> "Mike A. Harris" wrote:
> > Because I have done so for several years with no problems until
> > last week when I had a "rpm --rebuild" delete several
> > subdirectories on my filesystem during "%clean" stage.  RPM
> > should IMHO do anything it does in a chroot()'d jail.  Making a
> > user called "rpm" and setting up rpm to build packages as that
> > user, is much safer, ESPECIALLY when constructing and debugging
> > your own packages.
> > 
> > So, yes.  Security, and safety.  _Even_ if you trust the
> > sources.  It is easy to make a mistake in a spec file and kiss
> > everything goodbye.
> 
> When building as a regular user, how do you get the packages to install
> files owned by root?
> 
> When I first started building packages I did it as root, then I found
> out that if I "chown ivanj: -R /usr/src/redhat" I could build as ivanj
> without any problems (AFAIK), until one day someone else installed one
> of my packages. Then I noticed that the files it was installing were
> owned by ivanj. (they didn't have a user ivanj, so it said "ivanj: no
> such user", or something like that) Then I started building as root
> again.
> 
> Is this solved in newer versions of rpm, or should I give rpm some other
> parameters? (other than "-bb <package>")

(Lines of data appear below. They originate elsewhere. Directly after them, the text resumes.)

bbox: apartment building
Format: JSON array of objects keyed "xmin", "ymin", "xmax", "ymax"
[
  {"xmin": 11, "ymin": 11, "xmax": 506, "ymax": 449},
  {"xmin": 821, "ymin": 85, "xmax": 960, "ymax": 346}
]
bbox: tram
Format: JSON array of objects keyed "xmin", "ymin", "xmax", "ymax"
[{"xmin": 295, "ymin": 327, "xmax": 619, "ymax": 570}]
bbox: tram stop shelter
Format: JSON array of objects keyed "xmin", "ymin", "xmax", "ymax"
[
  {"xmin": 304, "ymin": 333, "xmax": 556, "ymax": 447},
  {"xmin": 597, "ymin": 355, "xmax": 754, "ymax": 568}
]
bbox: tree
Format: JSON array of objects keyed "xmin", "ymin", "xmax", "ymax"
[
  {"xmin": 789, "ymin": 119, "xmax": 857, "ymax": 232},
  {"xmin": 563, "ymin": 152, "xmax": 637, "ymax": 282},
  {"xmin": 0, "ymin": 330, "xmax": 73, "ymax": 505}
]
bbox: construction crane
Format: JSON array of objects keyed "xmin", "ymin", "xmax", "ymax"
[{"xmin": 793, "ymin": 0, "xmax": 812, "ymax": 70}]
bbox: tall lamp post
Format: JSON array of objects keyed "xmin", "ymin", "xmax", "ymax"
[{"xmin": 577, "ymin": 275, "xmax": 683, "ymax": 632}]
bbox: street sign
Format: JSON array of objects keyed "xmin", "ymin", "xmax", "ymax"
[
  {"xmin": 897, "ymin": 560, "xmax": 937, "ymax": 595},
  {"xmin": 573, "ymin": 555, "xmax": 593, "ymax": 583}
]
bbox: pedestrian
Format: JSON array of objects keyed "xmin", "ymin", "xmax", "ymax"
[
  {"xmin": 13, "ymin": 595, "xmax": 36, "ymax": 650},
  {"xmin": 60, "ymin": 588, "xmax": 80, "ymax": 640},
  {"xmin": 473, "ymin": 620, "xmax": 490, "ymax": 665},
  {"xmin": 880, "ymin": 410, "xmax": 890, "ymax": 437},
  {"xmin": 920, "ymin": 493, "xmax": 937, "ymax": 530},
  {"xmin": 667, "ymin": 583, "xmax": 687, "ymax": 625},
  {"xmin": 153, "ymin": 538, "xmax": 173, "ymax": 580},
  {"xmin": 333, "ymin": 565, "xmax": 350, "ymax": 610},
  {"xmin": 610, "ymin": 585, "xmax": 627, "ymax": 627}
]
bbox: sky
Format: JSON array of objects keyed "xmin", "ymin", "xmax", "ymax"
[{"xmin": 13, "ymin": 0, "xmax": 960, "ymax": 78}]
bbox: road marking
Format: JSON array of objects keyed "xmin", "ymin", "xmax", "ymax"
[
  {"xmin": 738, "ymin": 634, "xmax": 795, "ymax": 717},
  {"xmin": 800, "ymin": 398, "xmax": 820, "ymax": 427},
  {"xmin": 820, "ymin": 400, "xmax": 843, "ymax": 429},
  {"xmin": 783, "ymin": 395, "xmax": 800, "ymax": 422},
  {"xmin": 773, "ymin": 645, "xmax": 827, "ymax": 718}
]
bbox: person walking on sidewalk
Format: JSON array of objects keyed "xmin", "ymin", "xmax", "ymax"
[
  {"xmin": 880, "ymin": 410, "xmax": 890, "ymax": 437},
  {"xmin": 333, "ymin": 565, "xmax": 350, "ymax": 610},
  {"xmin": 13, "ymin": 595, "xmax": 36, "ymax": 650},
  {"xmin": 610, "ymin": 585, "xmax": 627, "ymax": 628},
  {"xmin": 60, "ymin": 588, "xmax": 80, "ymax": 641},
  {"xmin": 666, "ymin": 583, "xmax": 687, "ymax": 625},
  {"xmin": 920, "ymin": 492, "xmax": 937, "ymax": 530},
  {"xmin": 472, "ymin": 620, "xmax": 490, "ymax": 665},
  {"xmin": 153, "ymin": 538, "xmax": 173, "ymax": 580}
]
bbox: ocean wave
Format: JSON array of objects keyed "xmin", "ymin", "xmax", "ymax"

To build as root, you should create ~/.rpmmacros containing something like 
this:
[summer@possum summer]$ cat .rpmmacros
%buildroot  /tmp/BuildRPM/B%{name}
%_topdir /u02/summer/redhat
%_rpmdir /u02/summer/redhat/RPMS6
%_rpmdir /u02/summer/redhat/RPMS%{_host}
%_builddir  /tmp/BuildRPM
%_arch         i386
%_target       i586
%_target_cpu    i586
[summer@possum summer]$

To set post-install file ownerships, you have something like this in your 
specs:
 [summer@possum summer]$ grep defa redhat/SPECS/a*c
redhat/SPECS/abiword.spec:%defattr(-,root,root)
redhat/SPECS/ant-1.0.8.spec:%defattr(644 root root 755)
[summer@possum summer]$
  
I prefer the one in abiword; it used the mode values set by the installer.

For more information, read some specs. Eric Raymond's fetchmail is a good 
example, it's been trouble-free for ages.